Treasure-trove in the sand

Agriculture is back in style on Ameland. Potatoes, mustard seed and rye all thrive in sandy soil. The new potatoes from De Suihoek are especially highly desirable. So plan accordingly.

Boring old potatoes? Then you haven't tasted the sand potatoes De Suihoek near Nes. Curious? Don't wait too long because there's a limited supply and they're going like, well, hot potatoes. 

Another Amelander Produkt worth a cycling detour is: the mustard from De Verwachting in Hollum. In this grain and mustard mill you won't just see how different flavours of mustard are made; you can also taste it.

Nes also has a mill: De Phenix. The name gives it away, it was built on the same spot as its predecessor which burned to the ground. De Phenix is an old grain and hulling mill from 1880 where Amelander rye is still being ground today. You can't do any sampling here but you certainly can at the Georg de Jong bakery where they use it to make traditional Amelander rye bread. No anti-acidification is added so eat it up quickly, with Amelander cheese!

Making mustard

The current tower mill was built in 1988, partly reconstructed and partly completely new, on the spot where the old grain mill De Verwachting stood until1949 in the Ameland village of Hollum. The oldest part of the mill is now the reception and shop. When you enter the mill you'll be surprised to see absolutely no evidence that the mill was rebuilt so recently. 

The mustard seeds are sown very close together to prevent weed growth. No chemicals or pesticides are used. Mustard seed is a cruciferous vegetable and member of the genus Brassica, just like cabbages and even the cuckoo flower. A beautiful sight when their bright yellow flowers are in bloom. After harvesting the seeds are cleaned, any weeds are removed and then they are dried. 

The wet production method is used to make wholegrain mustard. Mustard seeds contain oil. They are ground three times and turned into a paste. 

The seeds are ground using traditional methods on Ameland; with millstones made of basalt lava, so 100% natural. There is air in the stones and the seeds are squashed by the ridges and indentations on the surface. The grinding process takes two hours. The stone is cleaned meticulously afterwards. This also takes two hours.

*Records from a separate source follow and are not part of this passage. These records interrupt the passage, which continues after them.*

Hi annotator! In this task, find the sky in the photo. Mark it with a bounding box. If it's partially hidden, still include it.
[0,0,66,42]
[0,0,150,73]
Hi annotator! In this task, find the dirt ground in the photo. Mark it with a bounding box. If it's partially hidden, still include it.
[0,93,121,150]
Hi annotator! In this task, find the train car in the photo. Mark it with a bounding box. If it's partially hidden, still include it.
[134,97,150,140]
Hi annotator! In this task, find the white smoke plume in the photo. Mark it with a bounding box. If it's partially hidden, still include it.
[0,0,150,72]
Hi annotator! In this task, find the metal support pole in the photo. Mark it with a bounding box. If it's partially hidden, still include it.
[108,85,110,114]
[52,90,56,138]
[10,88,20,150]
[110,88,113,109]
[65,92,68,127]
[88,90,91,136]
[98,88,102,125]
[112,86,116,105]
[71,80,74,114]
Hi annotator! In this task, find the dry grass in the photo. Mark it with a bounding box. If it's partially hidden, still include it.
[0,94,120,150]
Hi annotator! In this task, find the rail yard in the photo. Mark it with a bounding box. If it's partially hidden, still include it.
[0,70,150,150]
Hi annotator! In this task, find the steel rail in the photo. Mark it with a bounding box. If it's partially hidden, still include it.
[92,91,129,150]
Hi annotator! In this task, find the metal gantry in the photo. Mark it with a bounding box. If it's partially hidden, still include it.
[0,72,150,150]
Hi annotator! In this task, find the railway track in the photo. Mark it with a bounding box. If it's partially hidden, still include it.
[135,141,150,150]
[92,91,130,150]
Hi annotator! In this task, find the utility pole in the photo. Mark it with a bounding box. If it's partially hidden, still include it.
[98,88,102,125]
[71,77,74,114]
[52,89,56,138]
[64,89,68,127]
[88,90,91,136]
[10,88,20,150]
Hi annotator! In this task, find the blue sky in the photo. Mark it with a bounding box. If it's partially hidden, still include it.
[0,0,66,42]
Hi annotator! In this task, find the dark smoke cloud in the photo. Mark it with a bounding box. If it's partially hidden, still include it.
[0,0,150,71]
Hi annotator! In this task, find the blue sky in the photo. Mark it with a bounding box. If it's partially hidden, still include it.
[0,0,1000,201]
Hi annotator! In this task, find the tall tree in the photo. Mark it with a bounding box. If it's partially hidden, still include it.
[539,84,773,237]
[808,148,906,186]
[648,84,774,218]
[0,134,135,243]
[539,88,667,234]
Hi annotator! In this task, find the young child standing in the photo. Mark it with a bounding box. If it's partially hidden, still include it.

The mustard seeds are left to soak in vinegar and salt for 48 hours to 12 weeks, depending on the variety. 

The ratios are:

6,400 grammes of mustard seeds

13.5 litres of water

4.5 litres of vinegar

500 grammes of salt

This results in an organic, sustainable and natural product without any additions. Water for the mustard production comes from the dunes, so you can't get any more natural than that. The only thing not from the island is the vinegar, which is bought from a factory on the mainland. So this is a natural product with only the occasional special ingredient, such as honey, blackberries or buckthorn being added to give the mustard an extra unique flavour.